FIELD OF THE INVENTION
This invention relates to wireless communication systems and, more particularly, to methods and apparatus for individually controlling the transmitted power level of each signal burst in wireless systems. The invention is particularly useful in TDSCDMA wireless systems, but is not limited to TDSCDMA systems.
BACKGROUND OF THE INVENTION
TDSCDMA (Time Division Synchronous Code Division Multiple Access) is one of the third generation wireless communications standards. Different from WCDMA and CDMA 2000, which adopt a frequency division multiplex, TDSCDMA is designed for time division duplex/multiple access (TDD/TDMA) operation with synchronous CDMA technology.

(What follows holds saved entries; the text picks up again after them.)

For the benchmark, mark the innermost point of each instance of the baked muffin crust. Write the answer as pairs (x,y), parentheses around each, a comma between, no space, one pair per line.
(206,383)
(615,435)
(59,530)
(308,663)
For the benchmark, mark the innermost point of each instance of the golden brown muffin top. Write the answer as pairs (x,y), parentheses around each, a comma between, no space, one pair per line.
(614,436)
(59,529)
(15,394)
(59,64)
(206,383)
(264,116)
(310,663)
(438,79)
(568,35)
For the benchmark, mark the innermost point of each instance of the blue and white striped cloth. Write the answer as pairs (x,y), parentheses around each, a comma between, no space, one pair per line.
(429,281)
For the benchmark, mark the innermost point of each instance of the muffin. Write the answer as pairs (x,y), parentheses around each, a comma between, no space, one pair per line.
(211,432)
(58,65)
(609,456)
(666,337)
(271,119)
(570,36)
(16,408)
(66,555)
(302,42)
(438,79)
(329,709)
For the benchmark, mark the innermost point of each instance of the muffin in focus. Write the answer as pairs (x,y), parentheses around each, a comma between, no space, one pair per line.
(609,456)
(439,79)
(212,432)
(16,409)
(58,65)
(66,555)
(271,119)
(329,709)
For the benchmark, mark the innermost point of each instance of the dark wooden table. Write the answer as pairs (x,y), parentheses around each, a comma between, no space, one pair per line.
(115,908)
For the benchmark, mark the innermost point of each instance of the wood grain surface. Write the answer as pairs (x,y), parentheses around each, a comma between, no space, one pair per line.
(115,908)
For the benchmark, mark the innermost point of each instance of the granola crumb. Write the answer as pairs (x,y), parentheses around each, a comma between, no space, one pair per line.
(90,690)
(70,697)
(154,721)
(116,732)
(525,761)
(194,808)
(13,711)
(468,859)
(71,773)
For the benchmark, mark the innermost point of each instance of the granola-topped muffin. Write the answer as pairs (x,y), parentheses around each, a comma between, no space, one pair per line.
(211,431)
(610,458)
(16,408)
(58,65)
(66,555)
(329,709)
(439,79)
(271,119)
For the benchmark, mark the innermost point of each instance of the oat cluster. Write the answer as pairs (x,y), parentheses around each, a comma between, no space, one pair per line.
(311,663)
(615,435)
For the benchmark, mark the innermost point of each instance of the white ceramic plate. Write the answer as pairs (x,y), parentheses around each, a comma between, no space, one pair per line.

The TDSCDMA system uses time domain duplexing in combination with multiple access techniques to support both symmetrical and asymmetrical traffic. The variable allocation of time slots for uplink or downlink traffic allows TDSCDMA to meet asymmetric traffic requirements and to support a variety of users. In TDSCDMA systems, multiple access techniques employ both unique codes and time slots to separate the users in a given cell. The TDSCDMA standard defines a frame structure with three layers: the radio frame, the subframe and the time slot. The radio frame is 10 milliseconds. The subframe is 5 milliseconds and is divided into seven time slots. A time slot has four parts: a midamble, two data fields on each side of the midamble and a guard period. The receiver uses the midamble to perform channel estimation.

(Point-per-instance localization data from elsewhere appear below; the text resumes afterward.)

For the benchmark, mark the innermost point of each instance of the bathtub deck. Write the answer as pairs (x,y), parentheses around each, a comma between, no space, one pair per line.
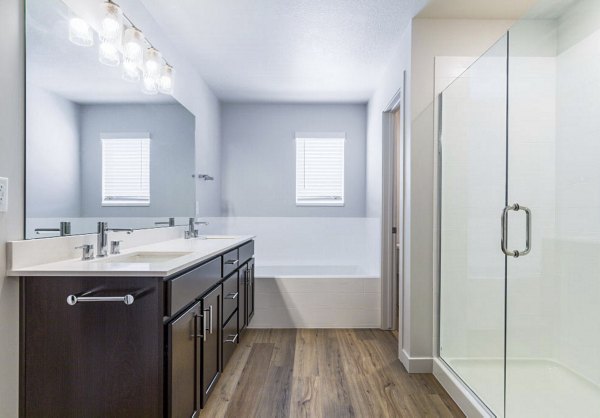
(324,373)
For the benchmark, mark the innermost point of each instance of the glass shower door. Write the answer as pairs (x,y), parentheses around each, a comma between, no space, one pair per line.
(553,293)
(473,192)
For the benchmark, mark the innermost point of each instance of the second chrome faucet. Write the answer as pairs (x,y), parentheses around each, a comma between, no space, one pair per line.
(192,232)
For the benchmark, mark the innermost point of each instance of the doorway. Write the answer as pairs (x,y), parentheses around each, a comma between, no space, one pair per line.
(393,215)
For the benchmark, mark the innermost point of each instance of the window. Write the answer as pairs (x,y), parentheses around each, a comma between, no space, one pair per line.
(320,170)
(126,172)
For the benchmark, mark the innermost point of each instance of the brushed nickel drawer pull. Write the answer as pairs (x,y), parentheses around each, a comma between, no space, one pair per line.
(73,300)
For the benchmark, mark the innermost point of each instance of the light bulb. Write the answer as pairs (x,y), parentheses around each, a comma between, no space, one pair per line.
(149,85)
(131,71)
(108,54)
(111,23)
(133,46)
(80,33)
(165,82)
(152,63)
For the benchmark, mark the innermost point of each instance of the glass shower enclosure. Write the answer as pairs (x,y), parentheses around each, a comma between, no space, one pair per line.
(519,172)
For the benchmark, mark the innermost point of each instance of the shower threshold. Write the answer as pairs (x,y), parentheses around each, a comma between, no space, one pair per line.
(534,388)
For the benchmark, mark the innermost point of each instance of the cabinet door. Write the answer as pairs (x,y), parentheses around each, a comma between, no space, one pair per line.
(183,341)
(211,343)
(250,291)
(243,303)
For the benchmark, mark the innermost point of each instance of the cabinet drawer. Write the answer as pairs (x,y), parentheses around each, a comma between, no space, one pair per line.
(246,252)
(231,262)
(230,338)
(184,289)
(230,296)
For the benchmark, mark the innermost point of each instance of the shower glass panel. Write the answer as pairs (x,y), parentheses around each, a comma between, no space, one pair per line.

High data rate services in TDSCDMA systems require that user equipment (UE) be capable of transmitting multiple consecutive time slots per subframe. Each time slot may require a different transmission power level due to different quality of service (QoS), spreading factors, number of physical channels, etc. However, abrupt changes in transmitted power level can produce spurious outputs and distortion of the signal waveform.

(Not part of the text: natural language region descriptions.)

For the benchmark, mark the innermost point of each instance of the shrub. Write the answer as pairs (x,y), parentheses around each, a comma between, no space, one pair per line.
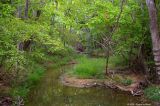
(153,93)
(126,82)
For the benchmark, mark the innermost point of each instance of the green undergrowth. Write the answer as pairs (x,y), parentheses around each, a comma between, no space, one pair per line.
(22,89)
(57,61)
(153,93)
(89,68)
(117,62)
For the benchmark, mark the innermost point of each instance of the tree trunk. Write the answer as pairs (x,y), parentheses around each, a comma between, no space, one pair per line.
(155,35)
(26,9)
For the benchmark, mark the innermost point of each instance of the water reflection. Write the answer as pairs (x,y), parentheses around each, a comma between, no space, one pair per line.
(50,92)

Prior art systems such as GSM/EDGE wireless systems have used an approach where a gain control signal is ramped on and ramped off during a signal burst. As shown in FIG. 6, signal bursts 10 and 12 are controlled by gain control signals 14 and 16, respectively. The signal bursts have relatively fast rise and fall times, and the gain control signals for each signal burst are ramped on and ramped off during the signal bursts. Output signal bursts 18 and 20 are ramped as a result of the ramped gain control signal. This approach adds complexity and is not satisfactory in some applications.
Accordingly, there is a need for improved methods and apparatus for wireless uplink transmission power control.
SUMMARY OF THE INVENTION
According to a first aspect of the invention, a method is provided for controlling transmitted power in a wireless system. The method comprises generating information to be transmitted as a series of signal bursts, with a time interval between successive signal bursts, controlling individually a power level of each of said signal bursts with a power control signal to provide output signal bursts to be transmitted, and asserting a new power value of the power control signal during the time interval preceding each signal burst. The wireless system can be a TDSCDMA wireless system, and the signal bursts can be uplink signal bursts.
According to a second aspect of the invention, apparatus is provided for controlling transmitted power in a wireless system. The apparatus comprises a signal generation unit configured to generate a series of signal bursts, with a time interval between successive signal bursts, an amplifier configured to control individually a power level of each of said signal bursts in response to a power control signal to provide output signal bursts to be transmitted, and a power control circuit configured to generate the power control signal in response to a power value and timing information that correspond to each of the signal bursts, a new power value of the power control signal being asserted during the time interval preceding each signal burst.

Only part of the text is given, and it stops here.